To do that, we will add the lines under the steps as follows.
steps:
- name: Clone the repository
uses: actions/checkout@v3
- name: Zip the repository
run: zip -r ${{env.DEPLOY_PACKAGE_NAME}} ./ -x *.git*
5.3 – Configure AWS Credentials
The next step includes configuring AWS credentials. We will use AWS action provided by the GitHub marketplace. We will add IAM user secrets from GitHub as well. That would be yet another step added after the zip repository step.
- name: Configure AWS Credentials
uses: aws-actions/configure-aws-credentials@v1
with:
node-version: 16
aws-access-key-id: ${{secrets.ACCESS_KEY_ID}}
aws-secret-access-key: ${{secrets.SECRET_ACCESS_KEY}}
aws-region: ${{env.AWS_REGION}}
5.4 – Copy Deployment Package to S3 Bucket
The next step would run a command to upload the deployment package to the S3 bucket.

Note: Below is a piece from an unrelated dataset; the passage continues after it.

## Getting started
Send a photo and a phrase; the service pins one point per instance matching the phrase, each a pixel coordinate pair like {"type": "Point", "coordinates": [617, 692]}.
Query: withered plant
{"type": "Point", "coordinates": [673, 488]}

- name: Upload Deployment to S3 Bucket
run: aws s3 cp ${{env.DEPLOY_PACKAGE_NAME}} s3://${{env.S3_BUCKET_NAME}}/5.5 – Update Elastic Beanstalk Application
The next step would run a command to update the Elastic Beanstalk application to the latest version.
- name: Create new Elastic Beanstalk Application Version
run: |
aws elasticbeanstalk create-application-version \
--application-name ${{env.EBS_APPLICATION_NAME}} \
--source-bundle S3Bucket="${{env.S3_BUCKET_NAME}}",S3Key="${{env.DEPLOY_PACKAGE_NAME}}" \
--version-label "ver-${{ github.sha }}" \
--description "commit-sha-${{ github.sha }}"

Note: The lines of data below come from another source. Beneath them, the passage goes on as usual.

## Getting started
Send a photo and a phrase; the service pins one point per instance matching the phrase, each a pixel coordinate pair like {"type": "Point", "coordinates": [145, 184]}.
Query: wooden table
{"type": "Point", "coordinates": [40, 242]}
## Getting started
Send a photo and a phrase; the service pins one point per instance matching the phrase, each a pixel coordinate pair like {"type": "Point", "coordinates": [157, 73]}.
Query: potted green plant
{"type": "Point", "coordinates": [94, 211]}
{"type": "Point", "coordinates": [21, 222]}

The commands here identify the right EBS application and point it to the latest bucket in the S3, which contains the latest repository package.

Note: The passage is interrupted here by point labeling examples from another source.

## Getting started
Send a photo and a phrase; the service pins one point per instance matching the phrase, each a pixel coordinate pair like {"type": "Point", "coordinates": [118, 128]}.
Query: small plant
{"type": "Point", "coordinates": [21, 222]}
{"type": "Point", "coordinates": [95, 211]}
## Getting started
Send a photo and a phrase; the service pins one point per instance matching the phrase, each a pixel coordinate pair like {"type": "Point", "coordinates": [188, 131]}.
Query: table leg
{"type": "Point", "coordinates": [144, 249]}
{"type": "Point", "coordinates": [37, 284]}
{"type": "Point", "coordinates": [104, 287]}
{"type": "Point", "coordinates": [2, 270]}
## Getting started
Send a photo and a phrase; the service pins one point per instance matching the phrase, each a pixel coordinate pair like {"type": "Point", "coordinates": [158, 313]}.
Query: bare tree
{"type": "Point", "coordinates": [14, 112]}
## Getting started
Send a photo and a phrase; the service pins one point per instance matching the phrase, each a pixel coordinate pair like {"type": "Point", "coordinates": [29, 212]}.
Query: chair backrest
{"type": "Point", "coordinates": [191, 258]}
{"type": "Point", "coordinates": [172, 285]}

5.6 – Deploy PHP App to Elastic Beanstalk using GitHub Actions
Finally, we run a step to deploy to Elastic Beanstalk.
- name: Deploy new ElasticBeanstalk Application Version
run: aws elasticbeanstalk update-environment --environment-name ${{env.EBS_ENVIRONMENT_NAME}} --version-label "ver-${{ github.sha }}"5.7 – Print a Message to the Console
The last step would run a command to echo a completion message on the CI/CD console.
- name: Print Success Message on Completion
run: echo "CI/CD pipeline ran successfully"
5.8 – Commit .yml File
The final thing to do is to commit the .yml file. It is usually available in the .github/workflows folder in the repository.
Congratulations! We have successfully completed the setup part of GitHub Actions. Here’s the final main.yml file.
name: fuelingphp-laravel-cd
env:
"S3_BUCKET_NAME": "fuelingphp-laravel-bucket"
"EBS_APPLICATION_NAME": "fuelingphp-laravel-prod"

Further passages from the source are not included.